Spamhaus under DDOS from AnonOps - mrud
http://seclists.org/nanog/2010/Dec/1077

======
iwwr
_None of the people who contacted us realised that the "Wikileaks press
release" published on wikileaks.info was not written by Wikileaks and not
issued by Wikileaks - but by the person running the wikileaks.info site only -
the very site we are warning about. The site data, disks, connections and
visitor traffic, are all under the control of the Heihachi cybercrime gang.
There are more than 40 criminal-run sites operating on the same IP address as
wikileaks.info, including carder-elite.biz, h4ck3rz.biz, elite-crew.net, and
bank phishes paypal-securitycenter.com and postbank-kontodirekt.com._

The drama never ends.

The way wikileaks mirrors work is that volunteers provide server space and
access credentials, while wikileaks staff upload the content.

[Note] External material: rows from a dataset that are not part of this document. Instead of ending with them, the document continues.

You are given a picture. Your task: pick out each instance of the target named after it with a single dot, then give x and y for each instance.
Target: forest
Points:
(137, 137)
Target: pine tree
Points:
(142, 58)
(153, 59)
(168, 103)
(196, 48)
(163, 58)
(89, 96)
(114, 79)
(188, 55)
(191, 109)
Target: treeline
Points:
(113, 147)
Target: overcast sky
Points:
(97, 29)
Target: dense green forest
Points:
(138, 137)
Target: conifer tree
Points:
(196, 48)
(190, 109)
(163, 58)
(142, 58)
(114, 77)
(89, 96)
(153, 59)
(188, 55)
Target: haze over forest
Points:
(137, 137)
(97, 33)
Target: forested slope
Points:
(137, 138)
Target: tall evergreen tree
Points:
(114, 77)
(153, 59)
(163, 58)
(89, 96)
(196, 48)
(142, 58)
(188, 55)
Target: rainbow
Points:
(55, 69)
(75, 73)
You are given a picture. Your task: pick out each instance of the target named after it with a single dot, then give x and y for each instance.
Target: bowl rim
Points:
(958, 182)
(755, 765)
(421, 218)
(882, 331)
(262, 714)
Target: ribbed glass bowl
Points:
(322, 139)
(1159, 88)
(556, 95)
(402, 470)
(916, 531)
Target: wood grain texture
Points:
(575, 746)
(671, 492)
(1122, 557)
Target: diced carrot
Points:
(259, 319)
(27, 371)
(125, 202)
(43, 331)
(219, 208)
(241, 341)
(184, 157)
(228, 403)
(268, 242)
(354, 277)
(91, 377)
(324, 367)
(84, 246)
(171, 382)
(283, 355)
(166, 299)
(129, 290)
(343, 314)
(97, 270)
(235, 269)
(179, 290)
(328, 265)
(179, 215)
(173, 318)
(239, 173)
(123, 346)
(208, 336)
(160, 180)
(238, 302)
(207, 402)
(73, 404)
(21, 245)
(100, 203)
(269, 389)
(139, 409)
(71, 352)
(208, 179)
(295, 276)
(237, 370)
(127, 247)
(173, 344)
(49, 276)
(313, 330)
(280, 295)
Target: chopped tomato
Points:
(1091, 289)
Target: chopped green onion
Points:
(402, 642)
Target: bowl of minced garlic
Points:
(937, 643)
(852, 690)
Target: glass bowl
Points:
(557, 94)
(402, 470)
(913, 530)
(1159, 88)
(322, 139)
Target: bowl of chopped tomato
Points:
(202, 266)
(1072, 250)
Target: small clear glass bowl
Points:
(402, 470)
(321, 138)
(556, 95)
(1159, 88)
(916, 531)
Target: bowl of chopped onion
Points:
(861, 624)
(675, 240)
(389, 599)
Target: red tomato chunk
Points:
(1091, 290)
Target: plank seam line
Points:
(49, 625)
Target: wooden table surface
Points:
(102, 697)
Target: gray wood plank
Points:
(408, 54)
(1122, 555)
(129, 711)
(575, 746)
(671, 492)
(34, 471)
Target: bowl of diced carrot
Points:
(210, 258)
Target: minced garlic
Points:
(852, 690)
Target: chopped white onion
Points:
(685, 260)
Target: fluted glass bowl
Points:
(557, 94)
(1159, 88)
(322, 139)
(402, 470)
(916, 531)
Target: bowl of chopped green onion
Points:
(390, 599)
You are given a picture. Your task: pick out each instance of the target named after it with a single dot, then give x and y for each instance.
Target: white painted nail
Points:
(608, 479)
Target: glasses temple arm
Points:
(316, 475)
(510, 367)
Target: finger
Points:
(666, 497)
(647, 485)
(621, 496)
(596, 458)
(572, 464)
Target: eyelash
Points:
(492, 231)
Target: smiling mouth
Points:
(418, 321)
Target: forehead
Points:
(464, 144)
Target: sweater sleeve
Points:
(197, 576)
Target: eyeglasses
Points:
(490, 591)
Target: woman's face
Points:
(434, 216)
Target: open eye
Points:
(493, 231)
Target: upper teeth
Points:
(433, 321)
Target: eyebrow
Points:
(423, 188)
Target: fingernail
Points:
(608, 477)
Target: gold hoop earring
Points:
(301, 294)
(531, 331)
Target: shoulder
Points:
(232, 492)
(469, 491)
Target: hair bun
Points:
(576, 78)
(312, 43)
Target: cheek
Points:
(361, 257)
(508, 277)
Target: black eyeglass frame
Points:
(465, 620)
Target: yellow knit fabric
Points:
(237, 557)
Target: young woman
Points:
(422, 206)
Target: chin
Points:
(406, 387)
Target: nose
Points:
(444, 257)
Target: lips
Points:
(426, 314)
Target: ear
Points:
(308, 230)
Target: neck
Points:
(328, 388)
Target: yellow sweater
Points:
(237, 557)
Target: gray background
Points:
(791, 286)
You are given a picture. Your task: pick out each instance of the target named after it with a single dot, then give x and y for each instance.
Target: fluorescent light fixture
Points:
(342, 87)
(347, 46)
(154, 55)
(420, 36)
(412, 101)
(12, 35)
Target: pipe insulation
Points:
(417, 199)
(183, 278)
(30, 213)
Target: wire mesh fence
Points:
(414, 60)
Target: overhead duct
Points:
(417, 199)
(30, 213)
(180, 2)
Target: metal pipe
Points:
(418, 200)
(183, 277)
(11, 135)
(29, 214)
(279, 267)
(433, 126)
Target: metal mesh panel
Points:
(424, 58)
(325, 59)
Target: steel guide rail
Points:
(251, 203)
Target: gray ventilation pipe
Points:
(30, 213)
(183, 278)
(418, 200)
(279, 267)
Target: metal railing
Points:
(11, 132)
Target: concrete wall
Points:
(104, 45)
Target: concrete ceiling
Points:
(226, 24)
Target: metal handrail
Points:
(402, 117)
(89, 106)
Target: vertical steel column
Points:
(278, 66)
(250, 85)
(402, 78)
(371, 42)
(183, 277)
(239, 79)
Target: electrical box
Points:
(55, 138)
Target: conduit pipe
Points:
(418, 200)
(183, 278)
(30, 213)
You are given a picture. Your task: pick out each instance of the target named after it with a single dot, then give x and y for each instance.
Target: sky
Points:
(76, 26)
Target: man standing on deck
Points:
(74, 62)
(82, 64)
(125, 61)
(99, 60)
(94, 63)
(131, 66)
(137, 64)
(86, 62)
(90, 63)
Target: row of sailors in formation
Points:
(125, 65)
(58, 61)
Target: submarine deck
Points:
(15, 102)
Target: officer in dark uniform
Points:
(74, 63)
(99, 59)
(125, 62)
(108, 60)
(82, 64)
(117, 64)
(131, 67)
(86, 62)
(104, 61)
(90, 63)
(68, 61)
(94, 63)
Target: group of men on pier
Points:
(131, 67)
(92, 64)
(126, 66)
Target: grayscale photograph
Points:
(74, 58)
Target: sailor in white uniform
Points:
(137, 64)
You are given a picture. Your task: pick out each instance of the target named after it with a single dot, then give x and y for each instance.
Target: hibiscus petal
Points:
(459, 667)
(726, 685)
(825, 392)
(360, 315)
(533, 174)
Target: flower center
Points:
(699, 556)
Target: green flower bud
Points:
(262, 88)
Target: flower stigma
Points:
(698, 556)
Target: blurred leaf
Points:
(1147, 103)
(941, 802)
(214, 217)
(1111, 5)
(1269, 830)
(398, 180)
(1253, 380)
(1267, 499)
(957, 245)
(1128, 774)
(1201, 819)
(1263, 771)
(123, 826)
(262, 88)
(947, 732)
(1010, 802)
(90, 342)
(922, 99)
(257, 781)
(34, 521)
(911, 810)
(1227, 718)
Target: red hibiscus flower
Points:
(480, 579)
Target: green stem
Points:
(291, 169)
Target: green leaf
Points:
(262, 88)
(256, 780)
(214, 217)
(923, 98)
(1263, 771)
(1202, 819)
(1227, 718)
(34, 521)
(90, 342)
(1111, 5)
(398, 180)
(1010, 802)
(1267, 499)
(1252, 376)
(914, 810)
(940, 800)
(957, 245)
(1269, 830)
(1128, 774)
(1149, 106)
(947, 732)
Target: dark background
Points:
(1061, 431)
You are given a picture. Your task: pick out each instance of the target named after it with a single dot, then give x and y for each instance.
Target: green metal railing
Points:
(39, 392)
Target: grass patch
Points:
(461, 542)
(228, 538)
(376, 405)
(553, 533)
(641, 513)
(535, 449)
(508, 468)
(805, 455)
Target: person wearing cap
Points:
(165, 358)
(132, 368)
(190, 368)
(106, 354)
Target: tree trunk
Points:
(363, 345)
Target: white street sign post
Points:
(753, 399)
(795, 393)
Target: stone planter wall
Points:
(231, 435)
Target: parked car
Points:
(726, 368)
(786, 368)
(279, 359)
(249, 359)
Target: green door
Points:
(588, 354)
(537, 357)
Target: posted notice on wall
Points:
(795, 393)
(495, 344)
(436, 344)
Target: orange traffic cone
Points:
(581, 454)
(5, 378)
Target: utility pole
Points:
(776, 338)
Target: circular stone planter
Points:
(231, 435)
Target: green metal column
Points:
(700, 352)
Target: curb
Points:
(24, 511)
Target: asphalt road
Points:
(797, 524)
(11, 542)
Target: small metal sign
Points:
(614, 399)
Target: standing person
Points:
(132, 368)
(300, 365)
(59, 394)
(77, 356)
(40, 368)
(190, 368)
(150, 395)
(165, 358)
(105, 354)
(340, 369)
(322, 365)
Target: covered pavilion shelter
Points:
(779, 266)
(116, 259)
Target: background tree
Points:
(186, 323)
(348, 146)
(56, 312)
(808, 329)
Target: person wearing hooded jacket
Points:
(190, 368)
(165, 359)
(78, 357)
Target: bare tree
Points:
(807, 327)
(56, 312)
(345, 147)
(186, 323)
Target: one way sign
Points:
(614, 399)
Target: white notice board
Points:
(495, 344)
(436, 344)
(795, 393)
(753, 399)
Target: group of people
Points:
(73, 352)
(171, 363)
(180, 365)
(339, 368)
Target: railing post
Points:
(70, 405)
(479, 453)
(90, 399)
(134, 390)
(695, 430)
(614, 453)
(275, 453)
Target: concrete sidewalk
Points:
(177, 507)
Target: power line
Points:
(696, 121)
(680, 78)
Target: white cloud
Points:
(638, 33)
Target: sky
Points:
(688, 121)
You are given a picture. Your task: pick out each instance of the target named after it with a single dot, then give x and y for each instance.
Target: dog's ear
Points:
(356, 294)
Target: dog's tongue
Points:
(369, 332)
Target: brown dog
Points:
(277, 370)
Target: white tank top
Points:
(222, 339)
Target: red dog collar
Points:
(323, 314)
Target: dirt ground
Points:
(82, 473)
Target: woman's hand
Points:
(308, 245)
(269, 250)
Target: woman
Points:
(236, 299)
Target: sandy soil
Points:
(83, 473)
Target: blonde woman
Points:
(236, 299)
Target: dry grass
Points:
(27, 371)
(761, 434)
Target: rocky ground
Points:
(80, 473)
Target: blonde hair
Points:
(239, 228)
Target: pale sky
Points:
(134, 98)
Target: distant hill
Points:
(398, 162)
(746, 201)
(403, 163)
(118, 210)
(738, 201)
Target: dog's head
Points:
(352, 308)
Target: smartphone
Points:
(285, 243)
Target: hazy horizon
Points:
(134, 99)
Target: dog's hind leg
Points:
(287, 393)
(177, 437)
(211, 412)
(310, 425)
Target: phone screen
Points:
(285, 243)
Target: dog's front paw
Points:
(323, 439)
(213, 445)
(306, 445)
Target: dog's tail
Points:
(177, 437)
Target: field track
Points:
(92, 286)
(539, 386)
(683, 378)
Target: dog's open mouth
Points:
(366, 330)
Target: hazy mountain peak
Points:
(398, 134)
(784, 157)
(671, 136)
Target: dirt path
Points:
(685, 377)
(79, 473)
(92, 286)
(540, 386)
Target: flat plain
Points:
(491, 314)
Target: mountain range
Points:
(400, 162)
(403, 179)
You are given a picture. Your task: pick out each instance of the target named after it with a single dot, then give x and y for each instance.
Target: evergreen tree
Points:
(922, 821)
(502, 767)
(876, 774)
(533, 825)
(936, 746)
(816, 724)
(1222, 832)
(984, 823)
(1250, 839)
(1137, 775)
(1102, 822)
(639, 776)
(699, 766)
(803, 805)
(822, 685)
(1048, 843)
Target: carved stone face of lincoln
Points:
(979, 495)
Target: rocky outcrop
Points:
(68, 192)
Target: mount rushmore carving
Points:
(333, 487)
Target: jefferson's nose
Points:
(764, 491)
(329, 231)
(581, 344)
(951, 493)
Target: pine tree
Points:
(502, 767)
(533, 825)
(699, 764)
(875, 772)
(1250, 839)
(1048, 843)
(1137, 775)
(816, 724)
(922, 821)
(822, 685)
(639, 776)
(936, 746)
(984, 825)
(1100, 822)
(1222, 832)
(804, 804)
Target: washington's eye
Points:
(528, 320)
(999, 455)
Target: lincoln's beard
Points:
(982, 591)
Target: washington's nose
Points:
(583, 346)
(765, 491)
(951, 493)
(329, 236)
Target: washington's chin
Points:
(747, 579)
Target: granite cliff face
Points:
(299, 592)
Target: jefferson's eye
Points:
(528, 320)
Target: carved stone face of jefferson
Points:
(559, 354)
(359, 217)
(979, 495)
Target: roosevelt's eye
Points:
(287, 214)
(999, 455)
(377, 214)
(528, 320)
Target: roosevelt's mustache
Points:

The problem
arises if that content is not digitally signed, or at least authenticated with
a set of hashes (the webmasters may inject malware, or otherwise modify the
content).

Still, until we see an official note on wikileaks.ch (or personal message from
Assange) that wikileaks.info is a fraudulent impersonation, we should consider
the content on the .info site in an official fashion.

------
rwwmike
Interesting, I just looked into this the other day.
[http://www.readwriteweb.com/archives/wikileaksorg_is_back_up...](http://www.readwriteweb.com/archives/wikileaksorg_is_back_up_but_is_it_wikileaks.php)

Just reached out to the owner of mirror.wikileaks.info

I think there's a lot of assumption going on here in terms of who is in charge
of what and who's responsible...